Jesswar: It’s very strange. We played this one show where squares are painted on the floor. And the security guard sort of briefed me, like, “If anyone goes outside of the square, you sort of have to stop them or the show gets shut down.” But in some places like New Zealand, they're having complete, full-on music festivals. Like, thousands of people.
MTV News: Your first single, “Savage,” dropped in 2017. How has your sound changed since then?
Jesswar: Even outside of music, I've evolved so much. With your artistry, how you are in that moment of time definitely influences the music. When I released that song in 2017, I had no plans to [make a music video]. I was just going to put it on SoundCloud.

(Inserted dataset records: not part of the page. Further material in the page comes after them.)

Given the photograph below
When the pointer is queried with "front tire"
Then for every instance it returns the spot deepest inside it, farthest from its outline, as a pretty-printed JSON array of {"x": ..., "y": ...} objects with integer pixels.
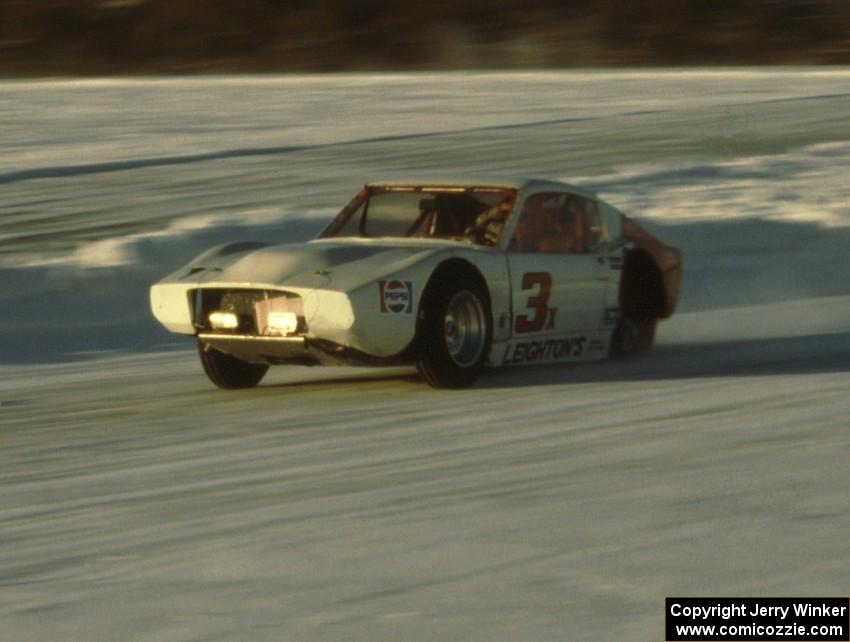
[
  {"x": 454, "y": 333},
  {"x": 227, "y": 371}
]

It was a song that we played at our pre-games, you know? It was pretty amazing how I got approached to make a video clip for that and put it online. I listen to it now and I just sound… I don't know. I feel like I was really cheeky. You can definitely tell I had a lot more years in me to grow and evolve and get better at my craft. I feel like in “Savage,” I was saying punchlines just to be cheeky because I could.
MTV News: You previously said that writing “Venom,” a single off Tropixx, was self-care for you. Can you tell me more about that?
Jesswar: While writing this project, I was going through a pretty rough time personally in my life. I was being overlooked and talked down to a lot. So writing this project was a complete retaliation to that treatment. I feel like through that anger and rage, I found a calmness. Now I can look back on that and be like, oh, I'm really glad I got that [anger] out.
MTV News: It’s so interesting, writing about anger as a woman. The world doesn't want you to express your anger.
Jesswar: One-hundred percent. But it feels so good! Everything I say in that song is a timestamp for me at that moment in my life. Sometimes I can listen to a song, and I'll go back to exactly where I was living, what I was wearing — I remember all that. But I think it's good to remember that because now, I feel much more calm and much more steady in my life.
MTV News: What about “Medusa”? The visuals for that song in particular are stunning.
Jesswar: “Medusa” was written in that same sort of vein as “Venom,” and the video was made in that sense as well. Except when I was making “Medusa,” there were so many powerful women around me — and there still are — who I was watching just absolutely kill it with success. We had heaps of people from my community come through [for the music video]. We hand-painted all the jackets and all the jewelry. We were just trying to make do with what we had. And some of those women I've known since I was in high school. That was where I got a lot of my inspiration from, too. Maybe not so much from people who are famous, but more so people who I know in my day-to-day life. And seeing that really inspired me because I was like, “I can do this, too.” I made the song for us in a way, and the video as well.